Daniel Day Lewis is hands down at the top of the method ladder. From living in the woods and using muskets, learning butchering techniques from two hundred years ago, refusing to get up from a wheel chair, hiring street thugs to harass him all night to get that certain unhinged quality--he's done these things and a lot more (way more!) just to further understand his character. If you see Day Lewis in a film one of the things he brings is 100% commitment and authenticity to the role via method.
It's time to add a fresh term to film that is completely new: method viewing! Method viewing is a way of applying the method strategy of acting to the movie watching experience. It's a way for film fanatics to take their zeal for movies to a completely new level.
I've had two method viewing experiences in the past couple of weeks. After staying up all night for Slumber Party I went home and got a few hours sleep. In the afternoon I decided to go see Moon to test out my new theory. Moon is about a astronaut on the moon who might be losing his mind (see most recent post for full review). My sleepless daze was the perfect foggy mental accompaniment for a film like Moon. Method viewing helped the film go over like gangbusters.
My second method viewing happened unexpectedly but sometimes these things need to happen organically. While at the Circle about to watch Tyson, a documentary about pugilist Mike Tyson, I dropped a twenty-five pound cast iron kettle on my foot. I broke one of my toes and damaged several others.

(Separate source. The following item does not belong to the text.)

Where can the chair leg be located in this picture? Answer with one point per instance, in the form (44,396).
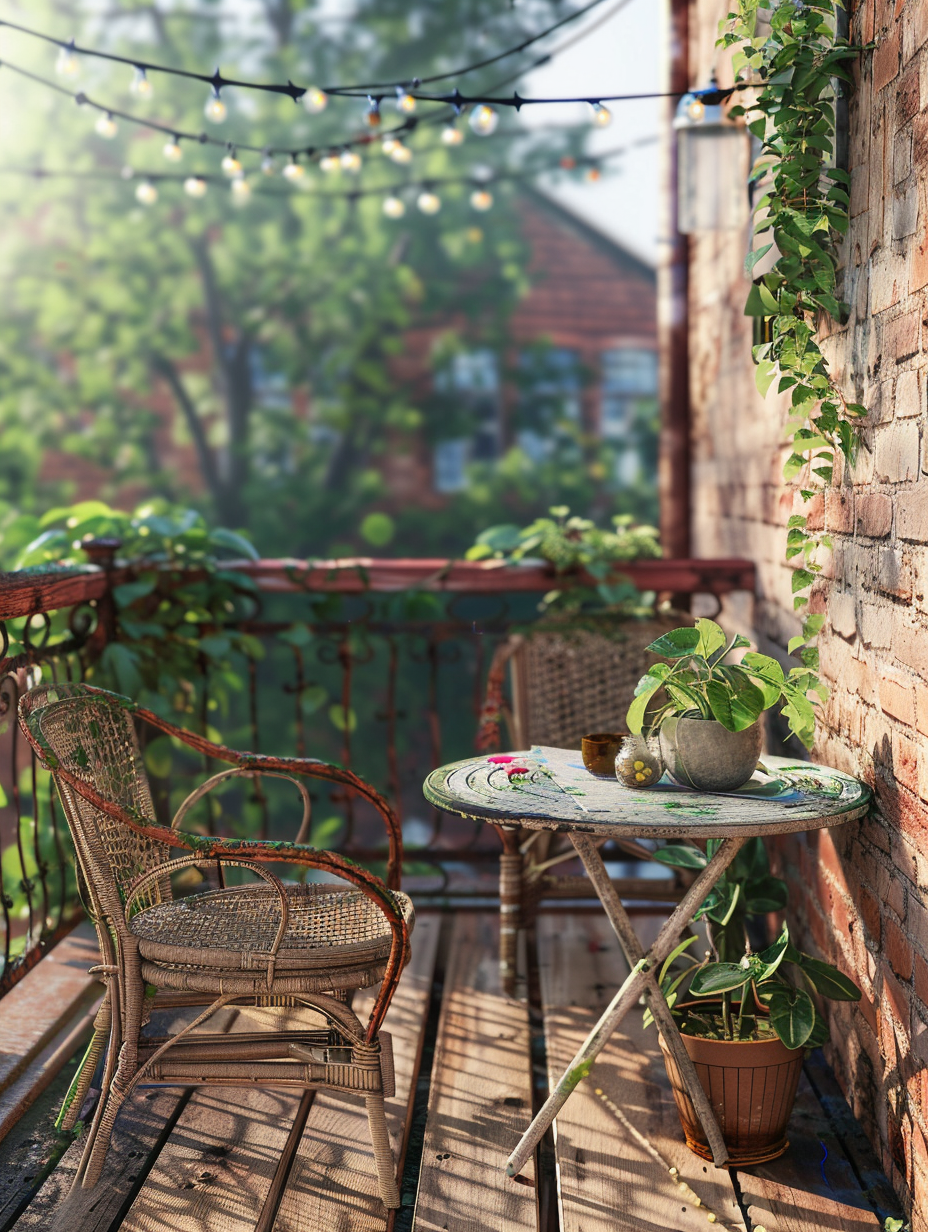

I hobbled into the theatre with a bag of ice, removed my sock/shoe and watched Tyson with ice on my foot/toes. I was in pain as I watched Tyson talk about painful events, beat up people in the ring and even bite off a chunk of Evander Holyfield's ear. Method viewing my friends.
There's a whole world of opportunity for future method viewings. It can be as simple as watching a movie where it was shot--recently Rumblefish was projected against a building in downtown Tulsa and that's method viewing. The Rolling Roadhouse by Alamo Draft House a few years ago offered up things like Close Encounters of the Third Kind at the Devil's Tower in Wyoming or The Goonies in Astoria, Oregon. Also method viewing.
Any experiences worth sharing? Any ideas for future screenings? I'm thinking of locking a couple of friends in my hot, dark, cobwebbed garage; starving them for a few days and then making them watch Rescue Dawn in the middle of the night. Any volunteers?